In one sense, it’s good thing that your friend has decided to share her darkest thoughts in a place where you can read them, so you won’t have to speculate about what’s going on in her head and constantly check in with her. But, as you’re learning right now, it’s also challenging to know how to respond. I can’t speak for your friend, but my guess is that her posts are less about wanting a reaction and more about getting this stuff out of her head and somewhere concrete. For me, complicated, upsetting emotions always seem a little less scary when I can physically see them in front of me, in the form of art or disjointed sentences typed out on a screen.
What is more important than your verbalized response to this girl is your willingness to be there for her while she struggles. “Being there for her” doesn’t mean that you always know the right things to say, or that you can make the pain go away. It just means that you are present. It sounds like your friend has been through a lot, and is still going through a lot, and she may very well feel like she’s going through it alone, despite her support system.
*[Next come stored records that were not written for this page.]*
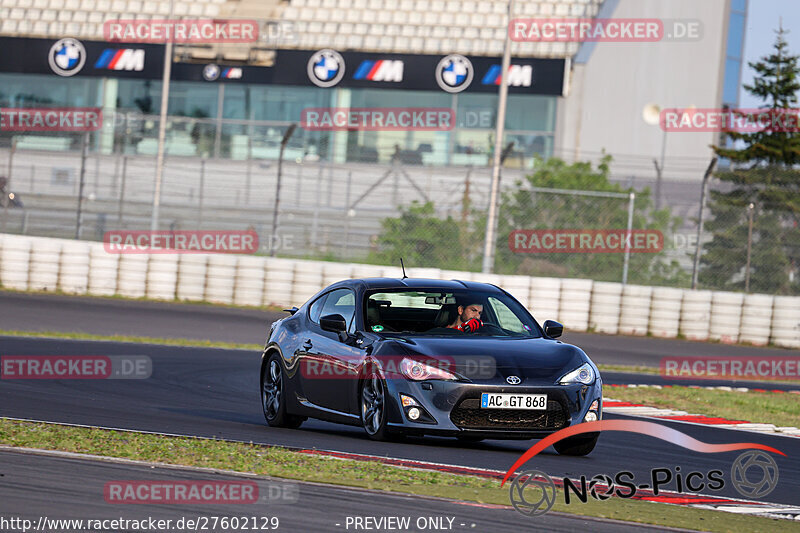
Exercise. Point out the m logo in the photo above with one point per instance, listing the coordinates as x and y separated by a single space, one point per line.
124 59
380 70
518 76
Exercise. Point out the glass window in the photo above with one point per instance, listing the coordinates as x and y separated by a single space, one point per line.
341 302
506 318
730 89
31 90
139 95
315 310
193 99
433 311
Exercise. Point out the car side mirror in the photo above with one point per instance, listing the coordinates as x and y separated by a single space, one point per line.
553 329
334 323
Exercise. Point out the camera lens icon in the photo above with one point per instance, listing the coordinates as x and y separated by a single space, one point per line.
532 493
754 474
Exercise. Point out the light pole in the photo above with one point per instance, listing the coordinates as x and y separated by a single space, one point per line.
491 219
652 115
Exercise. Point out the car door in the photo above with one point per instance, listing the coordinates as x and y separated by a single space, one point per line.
331 364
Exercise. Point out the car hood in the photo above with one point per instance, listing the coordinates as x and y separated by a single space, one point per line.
541 361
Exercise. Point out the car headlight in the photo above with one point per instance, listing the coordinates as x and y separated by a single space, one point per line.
418 371
583 374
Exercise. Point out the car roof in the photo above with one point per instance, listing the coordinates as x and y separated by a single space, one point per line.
418 283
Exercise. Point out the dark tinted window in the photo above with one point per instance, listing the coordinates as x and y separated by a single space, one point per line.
341 302
315 311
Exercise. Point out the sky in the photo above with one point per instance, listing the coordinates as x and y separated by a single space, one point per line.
763 17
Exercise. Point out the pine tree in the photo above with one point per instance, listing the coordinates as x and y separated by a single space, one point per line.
762 171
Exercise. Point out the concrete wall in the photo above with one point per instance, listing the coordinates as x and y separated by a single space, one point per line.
80 267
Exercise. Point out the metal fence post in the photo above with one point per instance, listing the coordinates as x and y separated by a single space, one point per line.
631 199
749 246
8 181
347 212
84 154
200 194
121 207
703 189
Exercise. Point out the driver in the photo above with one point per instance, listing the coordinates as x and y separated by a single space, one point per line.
468 319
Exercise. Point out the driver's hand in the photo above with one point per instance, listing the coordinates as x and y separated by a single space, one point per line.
471 325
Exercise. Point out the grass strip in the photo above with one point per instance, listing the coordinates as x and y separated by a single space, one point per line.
130 338
757 407
282 463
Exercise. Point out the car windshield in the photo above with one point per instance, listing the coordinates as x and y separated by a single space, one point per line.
457 313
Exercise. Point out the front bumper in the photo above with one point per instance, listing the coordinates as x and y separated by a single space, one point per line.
453 409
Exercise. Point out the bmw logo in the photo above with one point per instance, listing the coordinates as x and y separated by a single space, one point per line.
67 57
211 72
454 73
326 68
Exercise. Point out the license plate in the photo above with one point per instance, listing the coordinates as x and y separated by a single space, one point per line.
513 401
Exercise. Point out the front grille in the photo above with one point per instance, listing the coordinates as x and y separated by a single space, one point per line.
469 415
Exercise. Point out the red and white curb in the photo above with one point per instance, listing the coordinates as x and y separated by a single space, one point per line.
700 501
611 405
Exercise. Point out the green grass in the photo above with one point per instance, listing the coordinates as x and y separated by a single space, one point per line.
131 338
282 463
757 407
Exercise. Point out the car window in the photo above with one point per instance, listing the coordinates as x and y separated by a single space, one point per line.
341 302
315 310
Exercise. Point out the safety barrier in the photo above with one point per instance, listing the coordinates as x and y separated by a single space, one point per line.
77 267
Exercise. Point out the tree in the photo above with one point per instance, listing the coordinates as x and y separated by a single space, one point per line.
762 172
527 207
422 239
425 239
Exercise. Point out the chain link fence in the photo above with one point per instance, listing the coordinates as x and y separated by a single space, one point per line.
555 220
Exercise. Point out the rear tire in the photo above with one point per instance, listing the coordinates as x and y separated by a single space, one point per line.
577 446
273 396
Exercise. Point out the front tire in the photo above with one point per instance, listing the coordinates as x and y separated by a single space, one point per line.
273 396
577 446
373 407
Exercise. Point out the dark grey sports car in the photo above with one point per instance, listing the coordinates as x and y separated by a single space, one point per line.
427 357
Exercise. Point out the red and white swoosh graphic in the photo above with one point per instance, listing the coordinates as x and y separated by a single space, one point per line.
635 426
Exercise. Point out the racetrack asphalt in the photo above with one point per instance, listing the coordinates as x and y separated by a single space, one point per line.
38 485
112 316
212 392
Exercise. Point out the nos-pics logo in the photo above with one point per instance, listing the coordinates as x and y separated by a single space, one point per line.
67 57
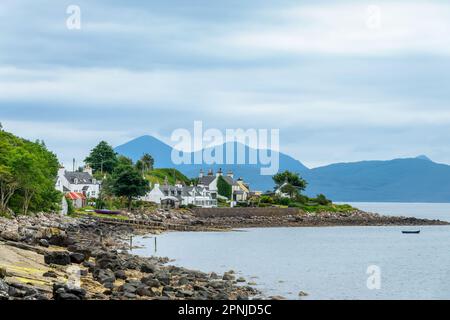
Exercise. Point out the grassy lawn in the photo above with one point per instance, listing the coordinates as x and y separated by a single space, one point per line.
81 214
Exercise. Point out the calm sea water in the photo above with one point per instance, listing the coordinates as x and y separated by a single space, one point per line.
325 262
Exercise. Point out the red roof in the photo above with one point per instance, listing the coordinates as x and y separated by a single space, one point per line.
75 195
Letting her know that you’re there, and that you care, is a real gift.
Because I’m a big believer in small gestures that represent something bigger, I would reach out to your friend and let her know that you’d like to develop a code that means “I’ve read this, I care about you, and if you need more than just my eyes on this, I’m here.” It could be that you text an emoji of a lollipop every time you see a post of hers. It could be that you leave a cryptic comment on each post that only she and you understand. Honestly, the more random, the better. Then, whenever you see a post that seems intense, you can easily let her know that you are a witness to her ongoing journey to emotional health without worrying that you’re saying the “right” or “wrong” thing. And, again, if ever her Tumblr seems to be suggesting she’s going to hurt herself, let someone know immediately.